SAMCT Trustee, Mr Wasiem Abbas, indicated that the charitable organisation had undertaken to support the project, with initial funding last year of an especially-adapted and equipped vehicle, which is utilised as a mobile science laboratory and resource centre, and support costs for training, consumables and the like this year.

“Science2Go is an initiative to bridge the gaps in science teaching and learning in public schools. The Science2Go Mobile Resource Centre is a cost-effective solution to address the lack of access to scientific educational resourcein rural and peri-urban public schools that either lack the funds to provide adequate laboratory equipment or do not have any laboratories at all. It not only brings much-needed resources, but also experienced facilitators to build teachers’ capacity and skills,” said Mr Henre Benson, Director of CASME.

According to CASME, the National Education Infrastructure Management System (NEIMS) Standard Report indicates that only around 18% of ordinary public schools across the country have science laboratories, highlighting the need for strategic interventions.

“Science2Go is tackling this situation head-on by providing a community of schools with access to both the resources and expertise to deliver meaningful science teaching experiences. It will increase practical, hands-on learning and aims to enhance learners’ interest, participation and enrolment in science at the senior secondary and tertiary level,” Mr Benson said.

Mr Abbas stressed that many South African schools were under-resourced with regard to Science and Maths.  

“Part of the problem lies in the low numbers of Science and Maths teachers here, a problem exacerbated by many schools being further hindered by a shortage of materials and facilities, such as laboratories and equipment. This severely negatively impacts effective teaching,” he said.  

The SAMCT Science2Go Mobile Resource Centre will visit each of the targeted schools three times per term. Prior to the school visits, teachers will participate in workshops aimed at improving their skills and knowledge. Furthermore, the Science2Go team will provide learners with special sessions pertaining to career, study, and subject choice information relating to the fields of Science, Technology, Engineering and Mathematics (STEM).

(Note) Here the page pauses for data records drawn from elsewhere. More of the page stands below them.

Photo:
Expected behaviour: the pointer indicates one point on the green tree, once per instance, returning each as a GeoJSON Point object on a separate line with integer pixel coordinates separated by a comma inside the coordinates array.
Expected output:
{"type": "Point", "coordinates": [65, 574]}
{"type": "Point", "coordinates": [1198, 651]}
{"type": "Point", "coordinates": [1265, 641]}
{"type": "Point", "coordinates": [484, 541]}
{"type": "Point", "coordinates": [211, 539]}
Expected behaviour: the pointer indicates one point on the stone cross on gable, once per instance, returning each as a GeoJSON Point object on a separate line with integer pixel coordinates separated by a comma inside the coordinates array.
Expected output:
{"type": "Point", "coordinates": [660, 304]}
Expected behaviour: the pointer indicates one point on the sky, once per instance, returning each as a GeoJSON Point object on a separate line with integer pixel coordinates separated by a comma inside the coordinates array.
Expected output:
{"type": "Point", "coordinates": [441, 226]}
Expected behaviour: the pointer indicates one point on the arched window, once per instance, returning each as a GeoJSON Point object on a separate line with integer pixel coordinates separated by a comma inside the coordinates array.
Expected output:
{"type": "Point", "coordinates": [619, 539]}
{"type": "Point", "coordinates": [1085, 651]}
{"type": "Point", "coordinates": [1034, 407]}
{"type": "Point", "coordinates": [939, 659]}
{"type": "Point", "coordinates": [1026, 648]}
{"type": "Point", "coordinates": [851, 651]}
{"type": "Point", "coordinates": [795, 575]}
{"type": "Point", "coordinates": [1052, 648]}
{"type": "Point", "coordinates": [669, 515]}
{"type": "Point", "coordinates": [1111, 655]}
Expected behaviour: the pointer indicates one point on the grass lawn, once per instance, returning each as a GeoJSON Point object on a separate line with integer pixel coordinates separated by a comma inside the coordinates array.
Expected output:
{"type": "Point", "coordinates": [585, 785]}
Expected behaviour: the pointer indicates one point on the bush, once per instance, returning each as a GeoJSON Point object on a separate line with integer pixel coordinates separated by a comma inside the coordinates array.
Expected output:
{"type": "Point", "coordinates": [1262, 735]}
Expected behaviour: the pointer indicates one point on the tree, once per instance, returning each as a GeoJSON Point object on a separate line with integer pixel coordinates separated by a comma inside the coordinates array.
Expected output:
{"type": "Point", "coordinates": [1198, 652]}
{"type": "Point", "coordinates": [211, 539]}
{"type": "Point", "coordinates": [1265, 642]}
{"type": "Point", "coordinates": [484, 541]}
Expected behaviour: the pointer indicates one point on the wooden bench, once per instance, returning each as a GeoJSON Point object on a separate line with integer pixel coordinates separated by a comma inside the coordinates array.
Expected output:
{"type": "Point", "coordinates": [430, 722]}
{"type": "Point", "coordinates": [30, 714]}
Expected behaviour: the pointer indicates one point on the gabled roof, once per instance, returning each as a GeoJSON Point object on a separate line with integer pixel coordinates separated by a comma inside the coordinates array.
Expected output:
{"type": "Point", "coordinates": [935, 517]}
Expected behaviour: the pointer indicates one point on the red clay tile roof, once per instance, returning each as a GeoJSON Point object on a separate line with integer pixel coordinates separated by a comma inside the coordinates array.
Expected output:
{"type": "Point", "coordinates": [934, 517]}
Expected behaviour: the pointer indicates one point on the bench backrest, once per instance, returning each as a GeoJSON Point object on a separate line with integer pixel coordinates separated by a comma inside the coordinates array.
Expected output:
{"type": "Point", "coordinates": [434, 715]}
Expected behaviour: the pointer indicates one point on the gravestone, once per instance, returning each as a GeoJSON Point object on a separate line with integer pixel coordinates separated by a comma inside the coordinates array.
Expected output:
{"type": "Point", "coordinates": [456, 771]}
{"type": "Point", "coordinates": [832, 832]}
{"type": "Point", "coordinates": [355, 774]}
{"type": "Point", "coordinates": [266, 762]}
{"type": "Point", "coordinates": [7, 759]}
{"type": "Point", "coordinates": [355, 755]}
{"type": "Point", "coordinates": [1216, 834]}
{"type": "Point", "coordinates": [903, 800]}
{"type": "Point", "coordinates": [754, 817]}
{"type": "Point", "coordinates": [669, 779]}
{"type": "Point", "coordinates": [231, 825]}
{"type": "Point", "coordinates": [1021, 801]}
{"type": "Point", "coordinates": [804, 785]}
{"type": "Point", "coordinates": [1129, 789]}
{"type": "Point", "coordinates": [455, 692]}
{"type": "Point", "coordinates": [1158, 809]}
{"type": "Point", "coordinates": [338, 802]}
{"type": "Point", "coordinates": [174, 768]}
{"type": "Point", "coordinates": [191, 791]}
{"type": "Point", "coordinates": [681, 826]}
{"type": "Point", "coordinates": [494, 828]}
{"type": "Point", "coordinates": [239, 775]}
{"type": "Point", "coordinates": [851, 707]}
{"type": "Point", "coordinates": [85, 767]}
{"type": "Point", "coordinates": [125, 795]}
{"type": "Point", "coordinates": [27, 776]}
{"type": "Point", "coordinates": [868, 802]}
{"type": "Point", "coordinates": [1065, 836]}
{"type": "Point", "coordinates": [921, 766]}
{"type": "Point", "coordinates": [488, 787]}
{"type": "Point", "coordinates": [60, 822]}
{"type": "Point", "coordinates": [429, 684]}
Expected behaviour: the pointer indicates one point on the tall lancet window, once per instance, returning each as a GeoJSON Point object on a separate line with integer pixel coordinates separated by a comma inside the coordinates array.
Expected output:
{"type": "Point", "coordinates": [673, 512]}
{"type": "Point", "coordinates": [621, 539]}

Participating schools also take part in an annual Science Olympiad where learners‘ knowledge and skills of practical science is evaluated.

“Every child has the right to a fit and proper education, regardless of their circumstances. Education plays a vital, foundational role in empowering and uplifting communities. However, access to the necessary resources, training and practical learning opportunities is limited,” said Mr Abbas.

Recent reports have highlighted declining learner enrolment in mathematics and science in Western Cape Schools. “The shortage of qualified professionals in the fields of Science, Technology, Engineering and Mathematics, is currently one of the major inhibitors of economic growth and job creation in South Africa,” said Ms Suanne Rampou, Senior Curriculum Planner for Natural Sciences in the Western Cape Education Department. “This shortage is exacerbated by the declining enrolment of learners in mathematics and science in schools in the Western Cape. Ultimately this makes it challenging to fill essential roles in all the engineering fields, along with fast-developing sectors such as mechatronics and robotics. Science2Go is a tangible way of addressing the dire shortage.”

“Given the prevailing situation, we of the SAMCT are pleased to be in a position to partner with innovative non-profit organisations and far-reaching projects, such as Science2Go, which we regard as being essential in assisting to equip our youth with the necessary skills and practical training that will help create the scientists and engineers of tomorrow,” Mr Abbas maintained.

The SAMCT was created in 2008, the result of a partnership between Old Mutual Unit Trusts and Al Baraka Bank, for the creation, marketing and distribution of a suite of Shariah Funds. This has ensured that the SAMCT is the beneficiary of this Shariah suite of funds, enabling it to provide funding, services and other resources for the improvement of the lives of the vulnerable, deprived and disadvantaged. It has been singularly successful in delivering sizeable assistance solutions throughout South Africa – irrespective of race or religion – and continues to work to support needy organisations in the fields of health, social development, poverty alleviation and education.  

Schools invited to participate in the SAMCT Science2Go project were selected in partnership with the Western Cape Education Department and are drawn from 5 districts. The project expects learner performance and enrolment in sciences to improve by 20% in the project schools, based on historical achievement in other provinces.

CASME was established in 1985 as an education development organisation, focusing on school maths and science interventions in South Africa. It is currently responsible for education projects across the country involving approximately 1 000 schools and around 2 800 teachers.

CASME’s Science2Go Mobile Resource Centres – in partnership with automotive component manufacturer, Mahle Behr – have been operational since 2015, bringing the resource centre concept to schools lacking adequate Science facilities or fully trained teachers. To date, the project has reached 493 schools, 1 902 teachers and more than 80 000 learners.

“We are proud to welcome SAMCT as the sponsor of our Science2Go Mobile Resource Centre in the Western Cape. It’s only through partnerships, such as this, that South Africa can hope to enhance the skills of learners in the STEM space. We are grateful to SAMCT for its generosity towards this exciting endeavour,” said Mr Alex Holmes, Managing Director of Mahle Behr South Africa.